Denmark’s energy consumption marginally down on last year

In these days of climate change and harmful emissions, lower energy consumption could be a good thing

New figures for the first nine months of 2018 released by the Energistyrelsen energy agency reveal a drop in energy usage of 0.6 percent in comparison with the same period last year.

However, it may not last. The estimated consumption of the new data centres built by Apple, Facebook and Google alone in 2030 would be 7.5 Terawatt-hours – the equivalent of the power used by 1.9 million households.

According to Jyllands-Posten, Dansk Energi estimates it will be necessary to build 700 new turbines on land or 200 at sea to provide enough green energy just to power them.

Revving up with electricity
Energy will also be needed to power the government’s new drive towards 1 million electric or hybrid cars on the road by 2030.

Dansk Energi has also pointed out that in order for the current grid to deliver enough power for these cars, consumers will have to drastically change their consumption patterns through the use of smart meters and off-peak billing incentives.

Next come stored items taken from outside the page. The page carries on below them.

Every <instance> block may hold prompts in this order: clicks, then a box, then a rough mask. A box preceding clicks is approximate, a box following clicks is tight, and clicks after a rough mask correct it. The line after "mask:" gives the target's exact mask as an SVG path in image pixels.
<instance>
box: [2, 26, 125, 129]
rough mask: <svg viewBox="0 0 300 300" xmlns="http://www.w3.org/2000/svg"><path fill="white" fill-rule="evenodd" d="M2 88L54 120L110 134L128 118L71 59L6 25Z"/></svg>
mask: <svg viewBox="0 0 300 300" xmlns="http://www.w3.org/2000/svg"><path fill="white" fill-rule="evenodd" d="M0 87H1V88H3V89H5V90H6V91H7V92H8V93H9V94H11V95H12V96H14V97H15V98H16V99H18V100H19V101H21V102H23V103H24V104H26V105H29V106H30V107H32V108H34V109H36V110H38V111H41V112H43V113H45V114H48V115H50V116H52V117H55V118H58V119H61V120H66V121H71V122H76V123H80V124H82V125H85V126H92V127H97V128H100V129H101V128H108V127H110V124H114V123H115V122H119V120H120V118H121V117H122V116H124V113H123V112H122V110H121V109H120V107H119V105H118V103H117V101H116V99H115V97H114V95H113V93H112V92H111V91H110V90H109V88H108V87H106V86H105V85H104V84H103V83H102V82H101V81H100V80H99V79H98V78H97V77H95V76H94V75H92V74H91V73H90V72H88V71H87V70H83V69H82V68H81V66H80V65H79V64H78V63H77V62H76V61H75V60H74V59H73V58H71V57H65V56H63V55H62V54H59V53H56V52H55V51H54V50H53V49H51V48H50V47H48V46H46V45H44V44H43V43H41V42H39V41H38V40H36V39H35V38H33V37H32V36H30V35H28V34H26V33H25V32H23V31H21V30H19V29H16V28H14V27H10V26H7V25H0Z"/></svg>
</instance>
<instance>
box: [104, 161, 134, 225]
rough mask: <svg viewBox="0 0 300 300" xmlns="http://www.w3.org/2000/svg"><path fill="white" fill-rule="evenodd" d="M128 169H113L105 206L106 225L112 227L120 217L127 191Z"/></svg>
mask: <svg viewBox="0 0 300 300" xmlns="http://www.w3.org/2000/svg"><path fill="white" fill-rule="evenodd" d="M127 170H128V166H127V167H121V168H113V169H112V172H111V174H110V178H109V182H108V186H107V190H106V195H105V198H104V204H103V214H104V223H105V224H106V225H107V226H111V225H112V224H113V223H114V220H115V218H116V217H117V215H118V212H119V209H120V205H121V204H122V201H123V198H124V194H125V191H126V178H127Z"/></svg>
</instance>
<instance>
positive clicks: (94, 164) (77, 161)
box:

Gas, oil and renewable energy consumption fell by 4.2, 0.8 and 0.4 percent during the first three quarters, whilst coal was up by 2.0 percent.

Less wind, more sun
The drop in the use of renewable energy was caused by a combination of lower wind turbine production, a slight fall in the the use of biomass, and increased production of electricity from solar panels.

Coal consumption rose largely as a result of district heating production and, perhaps unsurprisingly, was highest in the months when people were using their central heating most.

For the first three quarters of 2018, wind power production supplied 39 percent of domestic electricity, but during the same period last year, this was up on 41 percent. However, the average over the first nine months of the year is 36.3 percent seen over a five-year period, so 2018 was not so bad after all.

Because of the extraordinarily sunny summer months, solar energy production was up 47.2 percent on average on the previous five years.